BB: Well, there are not a whole lot of women camera operators. I was very lucky when I first got into the business in that the first two directors of photography that I worked for were women, Lisa Rinzler and Joey Forsyte. And I worked with a camera operator named Alicia Weber, who had been one of the first women in the camera union ever. She was fearless. She hung out of helicopters; she hung off the side of boats. I was so new; I didn’t realize how unusual it was to have a woman DP, a woman camera operator, and a woman first assistant all on the same film. I was incredibly lucky that that’s how I started.

I think that attitude—like it’s really not a big deal—is one of the best attitudes you can have. That certainly helped me. And you have to be very physically fit, you have to have a lot of stamina and endurance, and you have to be comfortable standing on your feet in the cold, in the rain, under difficult conditions. I always sort of naturally enjoyed that—much to my surprise. You do have to be incredibly good—or at least be good at paying attention, which is a big part of the job. You have to have a very strong work ethic. You also have to enjoy and get along with a huge variety of people.
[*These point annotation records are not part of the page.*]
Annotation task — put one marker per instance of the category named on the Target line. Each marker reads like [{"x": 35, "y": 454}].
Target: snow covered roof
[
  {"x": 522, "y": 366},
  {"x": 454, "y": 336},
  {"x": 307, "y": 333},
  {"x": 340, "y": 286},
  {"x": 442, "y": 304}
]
It’s very competitive. There are a gazillion people wanting to do relatively few jobs. I can have 10 people calling me in a week saying, “I want to be a camera intern.” If they don’t keep calling me every month I’m going to totally forget who they are because there are so many people calling. It’s like that on every level. You have to learn how to be politely persistent, put yourself out there and meet people, and be consistently in touch with people, consistently networking.